Note that the Ich that you can see on the fish is only one stage in the life cycle of the parasite. Once they burst and convert to the free swimming/floating stage, you will not be able to see them. This is really the only time that they will be susceptible to temperature/medication.

As for your shrimp, it is hard to say whether or not they will survive the medication. I mentioned previously that there really wasn't any need to use it, but since you did, it will be hard to guarantee anything.



ppaskova said:


> BTW. When I raise the temperature do I need to add an air pump ? I have currently AC30 and AC50 filters in my 30Gl tank


If you have an air pump, use it.
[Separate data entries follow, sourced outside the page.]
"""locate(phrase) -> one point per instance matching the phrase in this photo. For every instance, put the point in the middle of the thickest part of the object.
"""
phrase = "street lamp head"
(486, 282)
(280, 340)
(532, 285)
If not, then just lower the volume of your aquarium water slightly so that the filters' return splashes the water a bit more.


----------



## ppaskova (Apr 27, 2010)

Looks like most of the fish survived in my tank as so far I lost 1 neon 1 snail and may be 1 CRS. And the fish looks clean. I'll be increasing the temperature today. The only strange thing is that I noticed that some of my neons and corry has nipped tales and top fin. Can it be due to the Ick ?


----------



## Darkblade48 (Jan 28, 2008)

ppaskova said:


> The only strange thing is that I noticed that some of my neons and corry has nipped tales and top fin. Can it be due to the Ick ?


No, that is probably just due to them nipping each other.


----------



## ppaskova (Apr 27, 2010)

Darkblade48 said:


> No, that is probably just due to them nipping each other.


OK. I installed the air pump and increased the temperature to 28C. What I don't understand, who could nip my fish? I have in my tank guppies, cherry barbs, neons, rummy nose tetras and corries and a pleco. I had same fish in my smaller 10Gl tank and never had such issues. In this tank I have same fish but in the larger numbers and my neons and corries have nipted tales and fins. And this is how I lost one of the neons. His tale was completely torned. I don't understand where aggression coming from ?


----------



## Fishfur (Mar 4, 2012)

To the best of my knowledge, Barbs are quite likely to go after other fish and nip their tails and fins. I lost a Betta in a community tank to Barb aggression. They literally ate him down to his body in matter of a week. I was much younger then and didn't know any better, or I'd never have put him in that tank. Barbs also nibbled at my pair of Angelfish, but they were vastly larger than the Barbs, and well able to fight back, so suffered only minimal damage to the tips of their longest fins. 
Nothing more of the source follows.